As you read
this blog post, beware of flying jabs and barbs.
While we
collectively wait for the IEBC to finish tallying the March 2013 election
results, I thought I might write something on the lighter side. I hope you can
chuckle at least once, so that if you have been holding your breath since
Monday, we might get some fresh air into your lungs – because, you know, you
might be holding your breath again for another 24 hours.
Since
November 2012 I have had a unique source of entertainment in the form of
campaign posters. You see, I have a relatively conservative work ethic: I
believe that a job worth doing is worth well doing. It follows, in my line of
thinking, that if you want to offer yourself to serve your electorate
(serving the electorate is certainly a misnomer – please let it pass - we
shall deal with that in a later post), you may want to create the impression
that you will do a good job. We judge
books by their posters more often that we would like to admit. At least, I do.

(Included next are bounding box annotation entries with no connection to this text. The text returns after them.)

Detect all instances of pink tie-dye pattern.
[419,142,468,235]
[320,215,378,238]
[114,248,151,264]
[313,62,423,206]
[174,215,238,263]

In case you think I am talking about being flush with money, that’s not it
either. We know who’s flush by how much they flashed. Money can certainly buy you
professional teams to polish your image and pose, but we assume you have some
taste to start with.
Let’s cut
to the chase. What’s with using a photograph that gives the impression that
your face was smeared on the camera? Then there is a certain gentleman who was
vying in Westlands. His campaign posters could be recycled to promote the
Brazilian national soccer team. There is such a thing as wearing party colours
to the point of ridiculousness. One wealthy gentleman looked like he had posed
for a distinguished gentlemen’s clothes catalogue. But there is also something
about his pose that makes me think he is about to start deejaying seriously (a
la DJ Chris – the two are fabulously wealthy gentlemen of a certain age) or
perform a hardcore rap. I am ya dawg,
man.
For there
was also a young-ification and street-ification thing going on. Let me state
that I don’t think street cred can be created overnight. Cult icons like Sonko
and Waititu have been perfected their thang for years. Suddenly everyone was
Jamoh, not James. I have no words for geriatric Senator Stano. If my grandfather
asked me to call him Stano I would think I am hearing voices.
Kamlesh
Pattni’s blue monstrosities get the cake for bad taste. See, posters are meant
to be read on the move. They don’t move. So, when you fill one with text (not
to mention the illegibility of white text against blue), er, you’re expecting
who to stop and read? Good luck, Brother Paul. If you had less baggage, I could
have offered to help you design better posters in future. For free. I still might,
if you would consider returning, say, ten billion shillings to the Treasury.
All the
posters, savvy or otherwise, are a serious eyesore right now. In my thoughts, hate
and Nairobi are finding themselves in the same sentence a lot lately. I am
curious to see whether and how the campaign materials will be disposed of. Will
the contestants hire the same armies of followers to clean up?
In
spite of my misgivings I am happy for all the start-up printing businesses that received
a shot in the arm during the electioneering period. Watch this space, for in 2017 I shall be serious competition.